India has more than 1000 archaeological sites , many of which are accessible to travelers and tourists. Since ancient times these regions has seen several cultures flourish due to the endless conquest of the region between various empires and kingdoms. The different cultures have all brought different technological and architectural advances to the region.
Kumbhalgarh Fort, Rajasthan
Kumbhalgarh Fort is one of the largest hilltop forts in the World, and one of spectacular Hill Forts of Rajasthan included in UNESCO list of World Heritage sites. The region of Kumbhalgarh was ruled by a Rajput King called the Sisodia Rajputs. King Rana Kumbha, after whom the fort is named, laid the foundation in the 15th century AD then it became the capital of the Kingdom of Mewar. Kumbhalgarh was home to the Rajputs until the capital moved to Udaipur.
Jaisalmer Fort, Rajasthan
The Jaisalmer fort was built in 12th century AD by a Bhati Rajput ruler Jaisal, who named the fort after himself. Jaisalmer was ruled by Rajputs until it was captured in the 13th century for 9 years. In the 16th century the fort was again captured but this time by the Mughal emperor Humayun. This fort is situated on Trikuta Hill. This striking appearance is further enhanced by yellow sandstone used for its construction. The fort spectacularly reflects the sun rays against the backdrop of the deserts and appears as if it is made of gold , thats why it is also called Sonar Quila or the Golden Fort.
Meenakshi Temple, Tamil Nadu
This temple is one of the landmark of the city of Madurai. Madurai has been inhabited for over 2000 years, and is not only one of the oldest cities of India, it is one of the oldest inhabited cities of India. The temple is dedicated to the Hindu goddess Parvati. The temple complex is well known for its beautiful gopurams, there are 14 of them in all. It is a multi-storeyed gayeway towers that are covered with many thousand of carvings of animals, gods, goddesses and demons all painted in different bright colors.

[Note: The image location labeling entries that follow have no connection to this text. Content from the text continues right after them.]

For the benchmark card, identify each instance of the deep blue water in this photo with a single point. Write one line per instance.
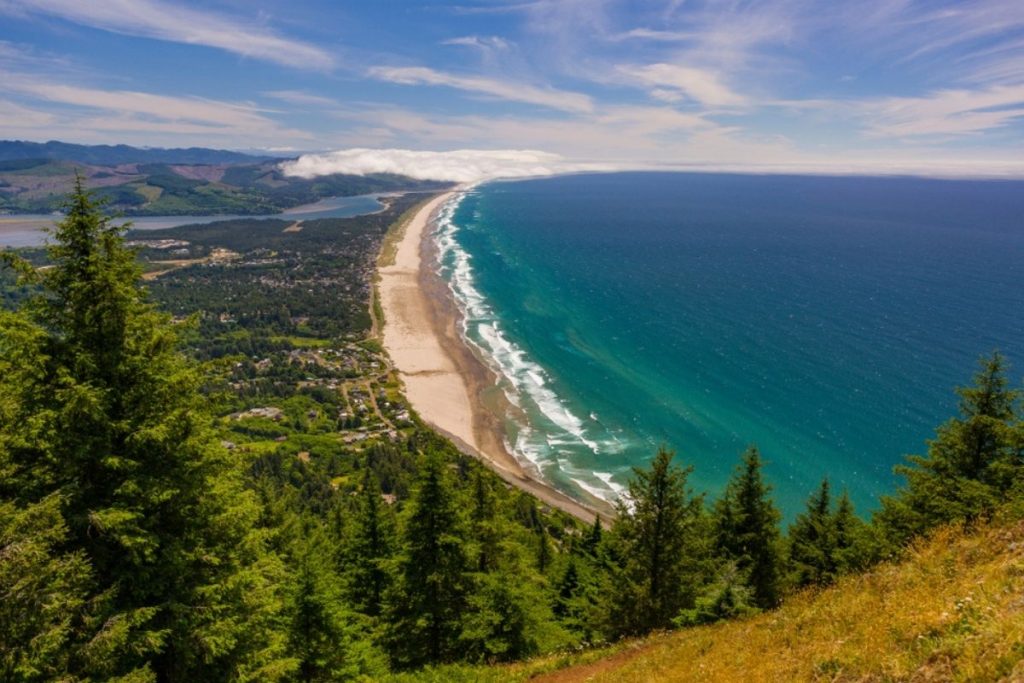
(825, 319)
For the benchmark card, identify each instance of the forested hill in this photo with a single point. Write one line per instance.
(36, 178)
(265, 506)
(112, 155)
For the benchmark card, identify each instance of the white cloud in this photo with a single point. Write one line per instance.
(700, 85)
(945, 112)
(300, 97)
(519, 92)
(479, 42)
(80, 113)
(153, 18)
(457, 165)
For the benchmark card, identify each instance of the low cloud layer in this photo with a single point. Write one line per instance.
(458, 165)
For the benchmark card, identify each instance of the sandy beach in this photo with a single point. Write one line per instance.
(444, 382)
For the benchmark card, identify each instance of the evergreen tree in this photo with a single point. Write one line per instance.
(101, 411)
(44, 613)
(323, 635)
(486, 525)
(974, 461)
(851, 554)
(592, 543)
(370, 548)
(812, 542)
(428, 600)
(747, 529)
(655, 539)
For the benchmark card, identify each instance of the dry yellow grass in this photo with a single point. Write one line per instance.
(952, 610)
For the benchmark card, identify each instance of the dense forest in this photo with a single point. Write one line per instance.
(175, 507)
(36, 178)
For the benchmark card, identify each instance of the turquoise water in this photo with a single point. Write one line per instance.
(825, 319)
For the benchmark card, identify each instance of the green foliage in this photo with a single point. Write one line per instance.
(432, 584)
(812, 542)
(101, 411)
(656, 538)
(370, 546)
(747, 530)
(44, 612)
(973, 464)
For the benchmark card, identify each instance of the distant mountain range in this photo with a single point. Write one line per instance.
(35, 177)
(112, 155)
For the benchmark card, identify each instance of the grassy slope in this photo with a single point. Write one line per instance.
(952, 610)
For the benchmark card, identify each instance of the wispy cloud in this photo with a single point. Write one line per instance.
(699, 85)
(945, 113)
(300, 97)
(519, 92)
(154, 18)
(79, 112)
(485, 43)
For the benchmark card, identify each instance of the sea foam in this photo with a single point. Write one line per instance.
(548, 425)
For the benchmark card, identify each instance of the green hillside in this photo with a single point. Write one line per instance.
(39, 185)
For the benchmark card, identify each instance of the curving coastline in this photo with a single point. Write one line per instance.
(444, 382)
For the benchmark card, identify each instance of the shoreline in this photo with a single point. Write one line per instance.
(444, 382)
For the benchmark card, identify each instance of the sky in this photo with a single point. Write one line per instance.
(846, 86)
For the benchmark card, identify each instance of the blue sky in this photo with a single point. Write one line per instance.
(871, 84)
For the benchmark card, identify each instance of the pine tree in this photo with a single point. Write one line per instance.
(851, 553)
(369, 549)
(486, 526)
(44, 612)
(592, 544)
(812, 542)
(103, 412)
(974, 461)
(323, 634)
(655, 537)
(747, 522)
(427, 603)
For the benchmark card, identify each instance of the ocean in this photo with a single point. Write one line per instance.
(826, 319)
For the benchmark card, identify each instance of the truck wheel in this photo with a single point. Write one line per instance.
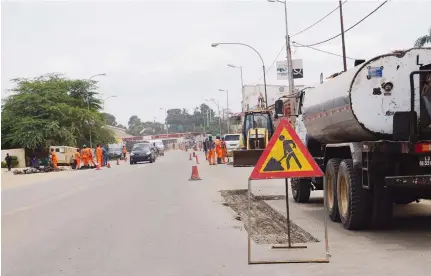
(330, 188)
(301, 189)
(353, 201)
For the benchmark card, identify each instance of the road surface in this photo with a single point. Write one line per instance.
(148, 219)
(145, 219)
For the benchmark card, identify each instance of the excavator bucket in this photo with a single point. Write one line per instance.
(246, 158)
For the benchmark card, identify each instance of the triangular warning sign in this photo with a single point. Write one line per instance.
(285, 156)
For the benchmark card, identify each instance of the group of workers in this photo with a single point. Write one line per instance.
(215, 151)
(85, 155)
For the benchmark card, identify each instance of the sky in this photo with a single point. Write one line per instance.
(158, 54)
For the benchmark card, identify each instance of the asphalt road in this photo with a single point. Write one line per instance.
(145, 219)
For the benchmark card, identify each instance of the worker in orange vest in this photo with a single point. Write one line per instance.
(77, 159)
(90, 156)
(54, 159)
(124, 152)
(211, 154)
(218, 149)
(224, 151)
(85, 156)
(99, 155)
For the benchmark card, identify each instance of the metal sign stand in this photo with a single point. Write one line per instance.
(289, 245)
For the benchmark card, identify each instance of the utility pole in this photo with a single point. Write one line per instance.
(342, 36)
(292, 100)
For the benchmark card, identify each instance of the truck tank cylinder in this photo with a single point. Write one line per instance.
(359, 104)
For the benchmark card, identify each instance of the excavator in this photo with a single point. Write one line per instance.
(257, 130)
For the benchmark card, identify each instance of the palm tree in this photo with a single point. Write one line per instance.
(421, 41)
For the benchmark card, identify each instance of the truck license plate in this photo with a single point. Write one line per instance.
(425, 161)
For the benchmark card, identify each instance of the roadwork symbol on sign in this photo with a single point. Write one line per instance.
(285, 157)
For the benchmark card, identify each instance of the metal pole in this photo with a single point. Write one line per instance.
(219, 117)
(289, 67)
(166, 122)
(287, 213)
(88, 103)
(263, 63)
(342, 37)
(264, 84)
(242, 81)
(227, 111)
(88, 108)
(249, 227)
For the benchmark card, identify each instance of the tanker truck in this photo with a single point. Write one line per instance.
(369, 129)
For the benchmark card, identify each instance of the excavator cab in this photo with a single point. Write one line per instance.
(257, 130)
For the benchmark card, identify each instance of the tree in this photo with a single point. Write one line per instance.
(51, 110)
(109, 119)
(421, 41)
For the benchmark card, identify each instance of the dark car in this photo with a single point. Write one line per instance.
(142, 152)
(114, 152)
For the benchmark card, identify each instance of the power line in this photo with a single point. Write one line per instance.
(319, 50)
(272, 64)
(356, 24)
(318, 21)
(309, 27)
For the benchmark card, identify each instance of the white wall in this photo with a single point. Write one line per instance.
(20, 153)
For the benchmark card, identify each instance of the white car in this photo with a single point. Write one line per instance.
(232, 142)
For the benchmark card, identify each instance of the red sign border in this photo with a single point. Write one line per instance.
(284, 124)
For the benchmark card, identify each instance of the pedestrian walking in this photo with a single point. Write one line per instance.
(8, 160)
(105, 150)
(54, 159)
(77, 159)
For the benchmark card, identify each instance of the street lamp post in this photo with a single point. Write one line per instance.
(263, 63)
(166, 121)
(289, 60)
(242, 82)
(218, 110)
(227, 108)
(88, 103)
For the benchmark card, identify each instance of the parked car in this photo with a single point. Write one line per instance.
(232, 143)
(160, 147)
(114, 151)
(142, 152)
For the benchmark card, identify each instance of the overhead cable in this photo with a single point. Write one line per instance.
(318, 21)
(356, 24)
(319, 50)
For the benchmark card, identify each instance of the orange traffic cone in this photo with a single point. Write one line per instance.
(195, 173)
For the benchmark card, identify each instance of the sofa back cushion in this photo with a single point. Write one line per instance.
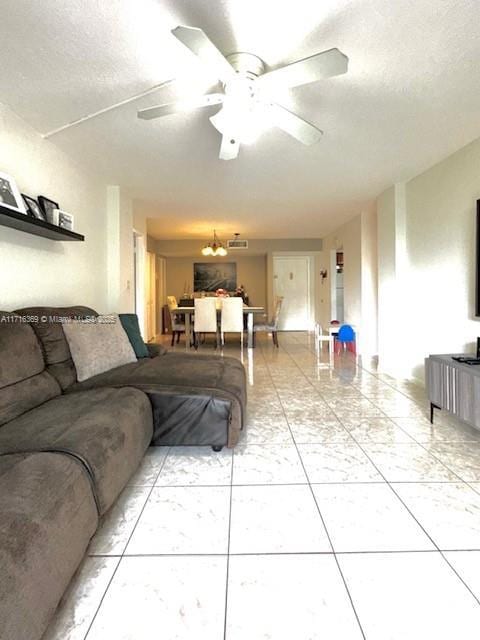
(47, 324)
(24, 382)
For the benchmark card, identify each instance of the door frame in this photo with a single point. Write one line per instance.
(312, 257)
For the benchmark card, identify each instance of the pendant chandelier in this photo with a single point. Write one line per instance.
(214, 248)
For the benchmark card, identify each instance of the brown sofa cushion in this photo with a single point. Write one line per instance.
(47, 517)
(24, 383)
(50, 333)
(108, 430)
(178, 372)
(184, 374)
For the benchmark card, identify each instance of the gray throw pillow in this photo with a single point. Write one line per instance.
(97, 346)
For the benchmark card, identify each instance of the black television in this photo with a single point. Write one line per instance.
(477, 258)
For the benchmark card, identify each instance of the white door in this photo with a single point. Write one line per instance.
(292, 279)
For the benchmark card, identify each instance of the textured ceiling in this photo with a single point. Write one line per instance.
(410, 98)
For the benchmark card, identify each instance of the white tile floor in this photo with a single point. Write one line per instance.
(343, 514)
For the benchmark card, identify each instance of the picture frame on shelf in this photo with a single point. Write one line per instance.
(47, 207)
(65, 220)
(10, 196)
(33, 208)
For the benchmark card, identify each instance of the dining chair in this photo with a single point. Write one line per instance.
(321, 338)
(272, 326)
(232, 318)
(177, 320)
(205, 320)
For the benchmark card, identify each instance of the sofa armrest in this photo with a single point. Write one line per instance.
(156, 350)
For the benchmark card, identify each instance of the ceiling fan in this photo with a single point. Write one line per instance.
(247, 98)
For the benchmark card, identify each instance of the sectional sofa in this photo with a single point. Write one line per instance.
(67, 449)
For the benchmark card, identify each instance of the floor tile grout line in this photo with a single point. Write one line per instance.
(227, 577)
(319, 512)
(293, 553)
(97, 609)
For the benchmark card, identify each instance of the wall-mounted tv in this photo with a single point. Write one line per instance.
(477, 258)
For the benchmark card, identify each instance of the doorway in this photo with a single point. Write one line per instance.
(292, 279)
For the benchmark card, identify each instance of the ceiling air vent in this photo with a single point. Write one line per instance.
(236, 243)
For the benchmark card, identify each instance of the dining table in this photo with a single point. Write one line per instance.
(248, 311)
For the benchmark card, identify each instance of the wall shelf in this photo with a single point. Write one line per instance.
(23, 222)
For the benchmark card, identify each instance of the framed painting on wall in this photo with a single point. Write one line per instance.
(210, 276)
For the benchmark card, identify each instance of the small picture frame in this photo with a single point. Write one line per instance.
(10, 196)
(65, 220)
(33, 208)
(47, 206)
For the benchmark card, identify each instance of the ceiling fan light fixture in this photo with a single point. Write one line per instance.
(214, 248)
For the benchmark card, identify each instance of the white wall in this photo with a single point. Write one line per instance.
(120, 279)
(36, 270)
(439, 262)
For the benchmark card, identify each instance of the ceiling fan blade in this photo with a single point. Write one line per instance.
(295, 126)
(180, 106)
(200, 44)
(322, 65)
(229, 148)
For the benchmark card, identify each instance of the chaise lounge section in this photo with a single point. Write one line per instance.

Khajuraho Temples, Madhya Pradesh
The various temples were built around 10th and 11th centuries by the Chandela Rajput dynasty. Most of the temples in India are dedicated to Hindu gods or the Jain sect. There were once around 85 temples spread throughout the area of about 20 kilometres. But now only 20 of them have survived and are protected under Archaeological Survey of India as well as being listed as UNESCO World Heritage Site. These temples are located near the Vindhya Mountain range and built amongst a number of natural lakes.
Konark Sun Temple, Odisha
The Konark Sun Temple, also known as the Black Pagoda in the state of Odisha. The temple was built by the Ganga Dynasty during the 13th century. The temple is listed in the UNESCO World Heritage Sites and is one of the seven Wonders of India. As the name suggests it is dedicated to Sun and is built in the shape of chariot with wheels carved besides the temple. The temple was originally built on the banks of the river Chandrabhaga.